The families, advocates and organizers of the official apology have made all Canadians proud. They have begun to correct a history that denied the bravery, contributions and sacrifices of the No. 2 Construction Battalion. Through their efforts, they laid a foundation for addressing injustices of the past and building a more equitable future. But this work cannot stop here.


Photo Credit; No. 2 Construction Battalion website


While the apology was meaningful and impactful, there is one important question the prime minister and government must still answer: will they take real action and grant these servicemen the dignity in death that their white counterparts received? This must include taking concrete steps to extinguish the systemic racism and discrimination against Black Canadians which still exists within our government institutions. Even the prime minister himself recognized the apology is merely a starting point, as “only when the truths of the past are acknowledged can we begin to dress the wounds they created and build a better, more inclusive Canada for all.”

The Black community in Canada, according to the government’s own statistics, is hurting in many areas. In the justice system, the Toronto Police Service recently acknowledged and apologized for the many years of systemic discrimination and harmful actions carried out by the police against Black people in Toronto. Health Canada studies routinely demonstrate the many health challenges our Black community faces as a result of systemic racism.


Economically, many Black people today in both the public and private sectors continue to experience a lack of promotions and advancement opportunities in their organizations. And ironically, in our Canadian Armed Forces, hundreds of Black members have reported racism and discrimination, even as Trudeau and Minister of Defence Anita Anand were delivering this historic apology.


Photo Credit; No. 2 Construction Battalion


Recognizing that Black people are an integral part of Canadian society is important — but words without real action and a real plan to address systemic racism and discrimination in Canada risk taking us backward. Hollow apologies only weaken the fabric and ideals of our great multicultural country.
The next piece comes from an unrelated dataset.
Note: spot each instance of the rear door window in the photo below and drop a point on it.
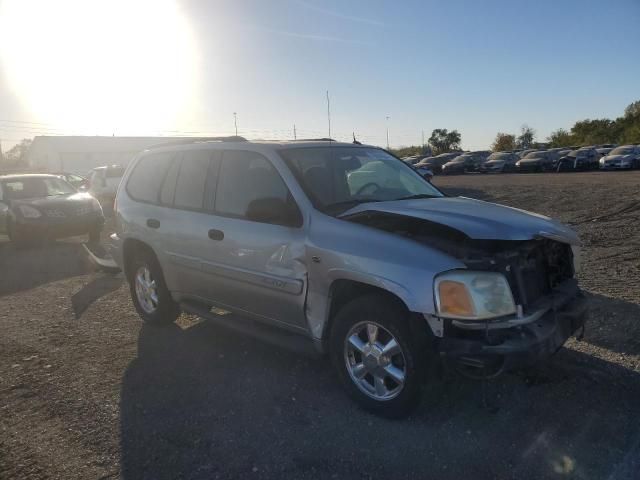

Prime Minister Trudeau took the first step through his apology; he must take action to restore the dignity of these servicemen in death. Pensions, benefits and continued engagement are a necessary step for strengthening Canada’s Black community, who — like the No. 2 Construction Battalion — continue to stand on guard for thee.


Courtney Betty is a former Crown attorney at the Department of Justice Canada. He is currently legal counsel for the Black Class Action coalition.